Se descansa, naturalmente, pero sólo de la fati ga, del sudor; de las angustias de este mundo; no de la condición humana. Y ya dice el Libro de Job que el hombre nace para el trabajo y las aves para volar. Por tanto, si esa es nuestra condición, no tendría sentido que nos pasáramos la eternidad holgazaneando.

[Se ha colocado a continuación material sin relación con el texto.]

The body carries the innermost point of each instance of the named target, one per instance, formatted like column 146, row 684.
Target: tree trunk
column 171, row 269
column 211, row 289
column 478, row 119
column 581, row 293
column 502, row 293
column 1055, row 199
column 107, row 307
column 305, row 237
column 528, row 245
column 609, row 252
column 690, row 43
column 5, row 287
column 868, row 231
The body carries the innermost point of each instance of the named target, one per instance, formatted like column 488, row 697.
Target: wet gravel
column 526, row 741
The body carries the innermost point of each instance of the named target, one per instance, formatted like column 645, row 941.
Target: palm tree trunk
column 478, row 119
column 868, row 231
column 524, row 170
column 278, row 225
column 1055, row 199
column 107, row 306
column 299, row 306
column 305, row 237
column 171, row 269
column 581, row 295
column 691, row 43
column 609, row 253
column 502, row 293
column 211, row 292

Pero vayamos a nuestro asunto. Antes de que Yavé creara al hombre, en los talleres del Cielo no se trabajaba la madera ni la piedra ni el bronce, ni nin guna otra cosa material. Los ángeles diseñaban cria­turas sólo con la imaginación, y las almacenaban en un depósito de obras de fantasía: allí se apilaban (es un decir, ya que el espíritu no ocupa lugar) montones de proyectos: camellos para el desierto, borricos para el campo, puestas de sol para la Antártida, nubes de diferentes texturas para tormentas tropicales… A veces Yavé —que, por supuesto, es el único Creador de verdad (los demás son sólo creativos)— visitaba aquel almacén de sueños, aprobaba alguno de los proyectos y les daba el ser, sacándolos de la nada.   

Así funcionaban las cosas. Por eso sorprendió tanto allí arriba que, una mañana, Dios decidiera mancharse las manos de barro.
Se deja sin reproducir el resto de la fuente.